November 29, 2021


by: admin


Tags: Attacks, House, Meltdowns, Messy, Panic, Provoked, stress


Categories: adhd

My Messy Home Provoked Stress, Meltdowns, Panic Assaults

I’ve always been organized. Even before I had children, I had an aversion to clutter. I just find it hard to relax when there are things everywhere.

That means, of course, that I married someone who doesn’t care about clutter, doesn’t really care about clutter, and leaves clutter everywhere. Laure used to come in the door and toss her handbag on the couch, where half the contents regularly leak out, and then toss one flip-flop and the other across the room in wild arcs.

So when we had kids and the mess kept increasing, she usually shrugged. “Children make chaos,” she said. I was struggling to adjust now. If I wanted to sit on the couch, I had to move toys out of the way. If I wanted to drink my coffee in bed, I had to clear my bedside table of half-empty juice boxes and half-eaten snack bags. And when I went to bed at night, I had to clean up crumbs – unfortunately.

Now we have three teenagers and one preteen and a fairly long list of neurological diagnoses. The impact on my mood of living in a messy house with five messy roommates may have been hard to manage when I was working in an office, but we were all doomed when the quarantine began.

For months I became more and more irritable and uncomfortable. Going to the gym didn’t seem to have any effect, nor did the antidepressant I’ve been taking for years. Eventually, after a few weeks of daily breakouts, breakdowns, and panic attacks, I realized that I needed help. And I’ve reduced my options menu to three:

  1. Go to my GP about my antidepressant
  2. Go back to the office
  3. Find a therapist / counselor

[Get This Download: Your Free Guide for Controlling Clutter]

I made an appointment with my doctor and within two days I had an appointment. I told him about my three solutions and he agreed that they were all great ideas. Then he wrote out a prescription to double the daily dose of my current medication and we set up a 30-day appointment to discuss the result.

Then I contacted my company to return to the office. My current role as a trainer requires multiple zoom / video calls a day so I couldn’t work in a cubicle without disturbing my colleagues who were also in the office.

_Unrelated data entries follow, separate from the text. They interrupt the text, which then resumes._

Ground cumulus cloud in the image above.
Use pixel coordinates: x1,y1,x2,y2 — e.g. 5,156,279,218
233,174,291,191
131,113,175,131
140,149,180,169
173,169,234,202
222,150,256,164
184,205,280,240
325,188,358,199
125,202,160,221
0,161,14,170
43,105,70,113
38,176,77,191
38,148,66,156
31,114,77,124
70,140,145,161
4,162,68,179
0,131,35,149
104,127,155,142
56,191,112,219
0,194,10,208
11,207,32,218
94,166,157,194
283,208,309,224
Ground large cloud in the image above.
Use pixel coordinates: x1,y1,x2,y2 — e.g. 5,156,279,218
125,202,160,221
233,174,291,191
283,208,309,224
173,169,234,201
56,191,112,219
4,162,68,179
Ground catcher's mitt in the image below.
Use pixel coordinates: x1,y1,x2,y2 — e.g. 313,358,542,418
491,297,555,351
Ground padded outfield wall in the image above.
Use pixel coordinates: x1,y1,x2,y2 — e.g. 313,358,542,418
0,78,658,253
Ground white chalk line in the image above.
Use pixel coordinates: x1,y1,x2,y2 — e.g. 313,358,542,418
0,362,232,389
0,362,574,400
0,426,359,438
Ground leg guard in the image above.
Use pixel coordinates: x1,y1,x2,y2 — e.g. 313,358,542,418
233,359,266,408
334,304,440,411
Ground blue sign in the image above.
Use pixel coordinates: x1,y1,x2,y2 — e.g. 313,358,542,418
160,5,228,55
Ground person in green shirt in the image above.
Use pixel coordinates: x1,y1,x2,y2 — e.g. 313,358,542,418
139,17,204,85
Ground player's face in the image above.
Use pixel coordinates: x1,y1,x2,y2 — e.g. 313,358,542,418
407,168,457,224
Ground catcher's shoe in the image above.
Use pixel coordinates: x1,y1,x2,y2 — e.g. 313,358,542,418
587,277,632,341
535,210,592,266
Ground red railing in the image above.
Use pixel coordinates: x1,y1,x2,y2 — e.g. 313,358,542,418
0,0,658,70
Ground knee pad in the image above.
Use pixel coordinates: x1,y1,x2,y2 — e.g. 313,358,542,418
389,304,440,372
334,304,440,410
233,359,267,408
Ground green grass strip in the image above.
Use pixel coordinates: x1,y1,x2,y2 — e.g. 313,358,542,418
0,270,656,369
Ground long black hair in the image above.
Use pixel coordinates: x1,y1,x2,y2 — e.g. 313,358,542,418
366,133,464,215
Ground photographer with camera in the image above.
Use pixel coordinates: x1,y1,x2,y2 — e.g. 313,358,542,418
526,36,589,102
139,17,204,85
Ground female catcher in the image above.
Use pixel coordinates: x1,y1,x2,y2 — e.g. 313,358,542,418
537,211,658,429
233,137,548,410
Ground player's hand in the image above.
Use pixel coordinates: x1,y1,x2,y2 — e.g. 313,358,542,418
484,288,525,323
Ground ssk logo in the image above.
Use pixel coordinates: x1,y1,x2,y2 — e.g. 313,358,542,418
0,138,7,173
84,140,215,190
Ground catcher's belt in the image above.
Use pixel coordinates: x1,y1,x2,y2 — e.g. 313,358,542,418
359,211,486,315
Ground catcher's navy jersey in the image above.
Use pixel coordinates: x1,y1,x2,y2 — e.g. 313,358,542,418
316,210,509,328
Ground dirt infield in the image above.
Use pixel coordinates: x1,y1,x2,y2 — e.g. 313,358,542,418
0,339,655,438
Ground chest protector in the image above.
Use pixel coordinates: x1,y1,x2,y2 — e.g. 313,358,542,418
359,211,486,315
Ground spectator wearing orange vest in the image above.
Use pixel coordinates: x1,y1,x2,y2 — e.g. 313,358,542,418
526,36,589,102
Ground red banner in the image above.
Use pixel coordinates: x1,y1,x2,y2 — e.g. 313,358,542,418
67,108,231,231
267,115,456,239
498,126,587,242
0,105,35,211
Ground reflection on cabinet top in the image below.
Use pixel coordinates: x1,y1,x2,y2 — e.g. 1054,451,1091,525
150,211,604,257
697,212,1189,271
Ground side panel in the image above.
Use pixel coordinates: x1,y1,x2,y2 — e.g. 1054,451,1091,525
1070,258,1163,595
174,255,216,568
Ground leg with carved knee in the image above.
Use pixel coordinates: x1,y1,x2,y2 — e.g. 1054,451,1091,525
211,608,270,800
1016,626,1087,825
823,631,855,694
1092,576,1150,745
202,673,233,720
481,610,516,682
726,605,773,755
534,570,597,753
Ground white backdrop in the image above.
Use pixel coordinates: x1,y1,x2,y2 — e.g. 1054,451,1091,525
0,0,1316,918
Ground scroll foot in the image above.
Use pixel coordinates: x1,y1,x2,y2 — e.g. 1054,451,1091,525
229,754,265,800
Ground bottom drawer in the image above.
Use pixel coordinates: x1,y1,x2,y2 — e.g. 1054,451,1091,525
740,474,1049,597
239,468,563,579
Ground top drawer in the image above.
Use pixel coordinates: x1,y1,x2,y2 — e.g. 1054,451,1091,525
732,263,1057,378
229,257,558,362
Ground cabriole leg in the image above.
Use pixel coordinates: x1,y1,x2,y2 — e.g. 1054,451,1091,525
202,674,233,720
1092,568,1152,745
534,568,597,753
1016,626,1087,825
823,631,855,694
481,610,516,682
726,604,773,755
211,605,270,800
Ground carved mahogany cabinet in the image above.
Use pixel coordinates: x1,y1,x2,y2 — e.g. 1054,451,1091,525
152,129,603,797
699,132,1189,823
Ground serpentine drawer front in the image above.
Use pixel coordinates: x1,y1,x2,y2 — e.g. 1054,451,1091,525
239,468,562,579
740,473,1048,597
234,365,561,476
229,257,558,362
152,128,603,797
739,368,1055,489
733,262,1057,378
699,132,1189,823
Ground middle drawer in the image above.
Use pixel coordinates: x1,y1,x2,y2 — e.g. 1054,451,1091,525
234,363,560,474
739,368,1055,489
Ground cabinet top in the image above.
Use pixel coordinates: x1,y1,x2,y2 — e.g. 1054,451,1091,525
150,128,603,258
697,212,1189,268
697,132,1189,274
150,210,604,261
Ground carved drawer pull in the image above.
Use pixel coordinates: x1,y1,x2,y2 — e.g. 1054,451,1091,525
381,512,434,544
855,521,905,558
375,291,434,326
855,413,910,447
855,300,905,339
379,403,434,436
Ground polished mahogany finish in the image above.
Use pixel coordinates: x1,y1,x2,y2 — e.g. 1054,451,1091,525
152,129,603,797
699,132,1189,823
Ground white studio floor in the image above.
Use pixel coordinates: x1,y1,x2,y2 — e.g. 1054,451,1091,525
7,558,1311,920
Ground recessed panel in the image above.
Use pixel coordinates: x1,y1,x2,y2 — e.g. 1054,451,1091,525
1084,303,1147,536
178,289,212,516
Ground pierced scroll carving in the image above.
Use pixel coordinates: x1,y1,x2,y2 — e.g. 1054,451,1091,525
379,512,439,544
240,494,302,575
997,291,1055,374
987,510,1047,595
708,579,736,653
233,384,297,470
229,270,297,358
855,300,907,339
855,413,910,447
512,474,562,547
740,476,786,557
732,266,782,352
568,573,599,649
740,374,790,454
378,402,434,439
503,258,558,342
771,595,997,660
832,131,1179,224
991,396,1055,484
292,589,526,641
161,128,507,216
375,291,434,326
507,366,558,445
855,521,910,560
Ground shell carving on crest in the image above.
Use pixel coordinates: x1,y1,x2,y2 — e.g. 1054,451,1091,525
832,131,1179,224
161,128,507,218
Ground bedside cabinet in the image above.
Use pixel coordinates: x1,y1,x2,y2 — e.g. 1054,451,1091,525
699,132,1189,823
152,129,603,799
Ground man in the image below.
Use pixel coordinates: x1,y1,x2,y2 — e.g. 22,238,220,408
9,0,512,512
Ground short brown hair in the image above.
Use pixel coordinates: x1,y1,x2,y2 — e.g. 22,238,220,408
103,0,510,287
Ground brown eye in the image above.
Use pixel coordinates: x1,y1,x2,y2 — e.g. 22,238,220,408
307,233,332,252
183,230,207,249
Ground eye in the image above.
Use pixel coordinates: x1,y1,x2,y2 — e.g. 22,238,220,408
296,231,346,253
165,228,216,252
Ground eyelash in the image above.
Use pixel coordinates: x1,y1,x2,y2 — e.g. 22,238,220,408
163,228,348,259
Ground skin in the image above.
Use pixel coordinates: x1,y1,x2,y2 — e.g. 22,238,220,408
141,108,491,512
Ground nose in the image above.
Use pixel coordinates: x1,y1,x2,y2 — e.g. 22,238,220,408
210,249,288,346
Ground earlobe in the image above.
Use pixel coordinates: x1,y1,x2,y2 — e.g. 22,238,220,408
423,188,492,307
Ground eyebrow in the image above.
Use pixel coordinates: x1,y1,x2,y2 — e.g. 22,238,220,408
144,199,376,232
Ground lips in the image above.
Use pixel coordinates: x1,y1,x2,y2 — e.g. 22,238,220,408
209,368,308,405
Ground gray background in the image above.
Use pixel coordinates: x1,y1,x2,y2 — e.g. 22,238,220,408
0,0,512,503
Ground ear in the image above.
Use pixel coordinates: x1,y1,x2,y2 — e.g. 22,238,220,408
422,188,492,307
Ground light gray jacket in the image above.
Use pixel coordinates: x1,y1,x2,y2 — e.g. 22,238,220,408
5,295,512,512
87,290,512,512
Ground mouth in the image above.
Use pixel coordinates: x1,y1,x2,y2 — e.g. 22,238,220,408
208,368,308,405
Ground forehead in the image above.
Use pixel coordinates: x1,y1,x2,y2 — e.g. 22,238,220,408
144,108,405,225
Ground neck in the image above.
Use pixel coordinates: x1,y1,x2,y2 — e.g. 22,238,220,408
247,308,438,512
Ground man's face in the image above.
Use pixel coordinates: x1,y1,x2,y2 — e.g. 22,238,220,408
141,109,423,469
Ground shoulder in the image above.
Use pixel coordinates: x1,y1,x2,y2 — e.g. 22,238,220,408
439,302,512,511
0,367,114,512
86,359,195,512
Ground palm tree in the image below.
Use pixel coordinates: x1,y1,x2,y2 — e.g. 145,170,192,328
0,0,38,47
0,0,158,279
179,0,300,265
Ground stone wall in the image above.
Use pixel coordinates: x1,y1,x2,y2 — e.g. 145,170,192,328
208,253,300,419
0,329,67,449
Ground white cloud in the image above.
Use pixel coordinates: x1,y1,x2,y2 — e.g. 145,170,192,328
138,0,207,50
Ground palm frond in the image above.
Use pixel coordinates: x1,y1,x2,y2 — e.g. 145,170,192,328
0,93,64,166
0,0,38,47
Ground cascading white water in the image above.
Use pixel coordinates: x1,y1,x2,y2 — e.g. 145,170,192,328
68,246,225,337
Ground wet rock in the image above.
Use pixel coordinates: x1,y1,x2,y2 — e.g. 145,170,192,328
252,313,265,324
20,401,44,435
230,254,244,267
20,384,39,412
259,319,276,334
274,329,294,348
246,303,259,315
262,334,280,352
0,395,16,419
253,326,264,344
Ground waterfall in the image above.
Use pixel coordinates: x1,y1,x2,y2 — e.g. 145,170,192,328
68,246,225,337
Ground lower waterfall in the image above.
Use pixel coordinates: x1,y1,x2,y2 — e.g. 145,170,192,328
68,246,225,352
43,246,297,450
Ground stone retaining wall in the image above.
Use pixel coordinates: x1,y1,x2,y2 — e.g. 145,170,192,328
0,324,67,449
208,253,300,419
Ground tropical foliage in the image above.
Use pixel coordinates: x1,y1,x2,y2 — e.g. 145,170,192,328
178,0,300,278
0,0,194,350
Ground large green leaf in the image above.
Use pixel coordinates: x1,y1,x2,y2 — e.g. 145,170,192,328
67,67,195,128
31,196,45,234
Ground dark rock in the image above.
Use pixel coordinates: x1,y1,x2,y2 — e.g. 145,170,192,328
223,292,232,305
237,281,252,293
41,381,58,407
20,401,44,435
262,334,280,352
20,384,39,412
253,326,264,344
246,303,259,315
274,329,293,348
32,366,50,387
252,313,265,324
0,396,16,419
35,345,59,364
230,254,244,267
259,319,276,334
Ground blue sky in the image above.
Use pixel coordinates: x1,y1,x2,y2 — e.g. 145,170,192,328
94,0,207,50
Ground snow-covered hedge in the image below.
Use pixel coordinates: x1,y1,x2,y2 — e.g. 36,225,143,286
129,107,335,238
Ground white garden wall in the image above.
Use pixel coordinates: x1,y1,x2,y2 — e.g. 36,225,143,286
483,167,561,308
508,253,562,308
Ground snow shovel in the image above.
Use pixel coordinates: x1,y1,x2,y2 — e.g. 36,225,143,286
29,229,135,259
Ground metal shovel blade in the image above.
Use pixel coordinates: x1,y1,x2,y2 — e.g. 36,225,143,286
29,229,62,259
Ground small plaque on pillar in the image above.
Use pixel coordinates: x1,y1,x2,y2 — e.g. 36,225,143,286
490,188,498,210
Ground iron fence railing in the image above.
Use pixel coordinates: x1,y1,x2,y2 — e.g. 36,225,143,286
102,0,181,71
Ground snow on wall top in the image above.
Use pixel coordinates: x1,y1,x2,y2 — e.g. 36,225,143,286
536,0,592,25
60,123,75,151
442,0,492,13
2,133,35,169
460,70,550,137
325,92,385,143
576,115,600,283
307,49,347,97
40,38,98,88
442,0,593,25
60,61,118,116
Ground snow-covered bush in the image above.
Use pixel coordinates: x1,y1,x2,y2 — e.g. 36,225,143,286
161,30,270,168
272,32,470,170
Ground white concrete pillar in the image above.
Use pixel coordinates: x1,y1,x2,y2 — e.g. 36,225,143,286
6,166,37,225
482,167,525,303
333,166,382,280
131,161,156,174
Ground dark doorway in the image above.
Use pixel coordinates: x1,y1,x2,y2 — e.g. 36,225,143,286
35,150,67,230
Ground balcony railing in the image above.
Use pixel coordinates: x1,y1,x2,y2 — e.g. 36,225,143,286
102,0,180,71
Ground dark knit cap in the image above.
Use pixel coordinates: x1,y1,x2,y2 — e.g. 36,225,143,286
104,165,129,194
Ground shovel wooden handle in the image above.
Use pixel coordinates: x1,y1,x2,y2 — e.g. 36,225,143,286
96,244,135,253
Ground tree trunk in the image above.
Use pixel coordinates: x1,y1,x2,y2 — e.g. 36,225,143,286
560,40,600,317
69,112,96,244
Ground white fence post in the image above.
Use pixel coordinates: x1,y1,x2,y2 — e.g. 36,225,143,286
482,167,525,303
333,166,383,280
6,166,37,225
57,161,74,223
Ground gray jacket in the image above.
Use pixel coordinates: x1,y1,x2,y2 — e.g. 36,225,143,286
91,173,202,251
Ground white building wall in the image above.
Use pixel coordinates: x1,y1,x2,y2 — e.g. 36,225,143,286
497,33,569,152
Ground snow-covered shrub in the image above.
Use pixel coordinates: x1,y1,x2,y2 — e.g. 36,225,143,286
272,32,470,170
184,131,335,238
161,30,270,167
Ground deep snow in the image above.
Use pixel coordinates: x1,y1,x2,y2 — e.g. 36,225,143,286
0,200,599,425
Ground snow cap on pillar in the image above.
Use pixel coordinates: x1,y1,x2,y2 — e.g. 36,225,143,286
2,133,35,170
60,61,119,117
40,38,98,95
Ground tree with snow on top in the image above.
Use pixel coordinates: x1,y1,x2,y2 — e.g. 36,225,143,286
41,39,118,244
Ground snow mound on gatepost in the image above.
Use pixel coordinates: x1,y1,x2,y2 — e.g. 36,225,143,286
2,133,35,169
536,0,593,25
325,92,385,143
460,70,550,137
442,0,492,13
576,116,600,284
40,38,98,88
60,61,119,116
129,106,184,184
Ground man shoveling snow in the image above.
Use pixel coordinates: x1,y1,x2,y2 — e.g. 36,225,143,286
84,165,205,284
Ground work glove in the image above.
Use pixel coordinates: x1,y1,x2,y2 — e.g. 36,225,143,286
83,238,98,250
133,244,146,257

So I took over an empty office and had a lot of fun decorating it with lamps and records.

Eventually I found an advisor who accepted my insurance and I have now had two sessions. I’m talking about being a husband and a father and work stress. We meet weekly, which is more money than I want to spend, but I’m making progress so I’ll be sticking to that schedule for now.

It has been three weeks since I put this plan into action and the results started almost immediately. The drug has improved my mood and stressors have less of a physiological effect on me. Being in the office all day means that I can concentrate more on work – and not on whether shoes are strewn all over the place or snacks are open and unattended in every room. Plus, when I get home at the end of the day I don’t seem to mind that the house is messy. I’ve been away all day and I guess I don’t want to berate the kids as soon as I walk through the door.

[Read: Making Peace With Your Clutter]

“You’re much more pleasant around you,” Laurie told me the other day. “We all felt we had to walk around you on eggshells, but you are completely different now.”

Yesterday was soccer Sunday and we usually have the TV on all day, even when nobody is really watching. I was watching a game when I noticed Laurie or one of the kids walk in and sit next to me on the couch, which hadn’t happened in a long time. It was then that I realized that I had either avoided them or they had avoided me for some time.

It didn’t matter that they were on their phones, nor did it annoy me when they bombarded me with questions, told me random stories about how they fell asleep in class, or sent me a meme on Instagram. It made me feel good that they wanted to be in the same room with me. And vice versa. So I leaned back in my chair after moving a pair of shoes out of the way. I then moved some rubble to one side of the coffee table to make room for my popcorn. I covered myself with one of the 10 blankets scattered around the room. And I breathed in and out deeply, enjoying my cozy, messy house.

Messy House: The Next Steps

Thank you for reading ADDitude. To support our mission of providing ADHD education and support, please consider registering. Your readership and your support help make our content and reach possible. Thanks very much.

Save on computer


Don’t miss these tips!

We don’t spam! Read our privacy policy for more info.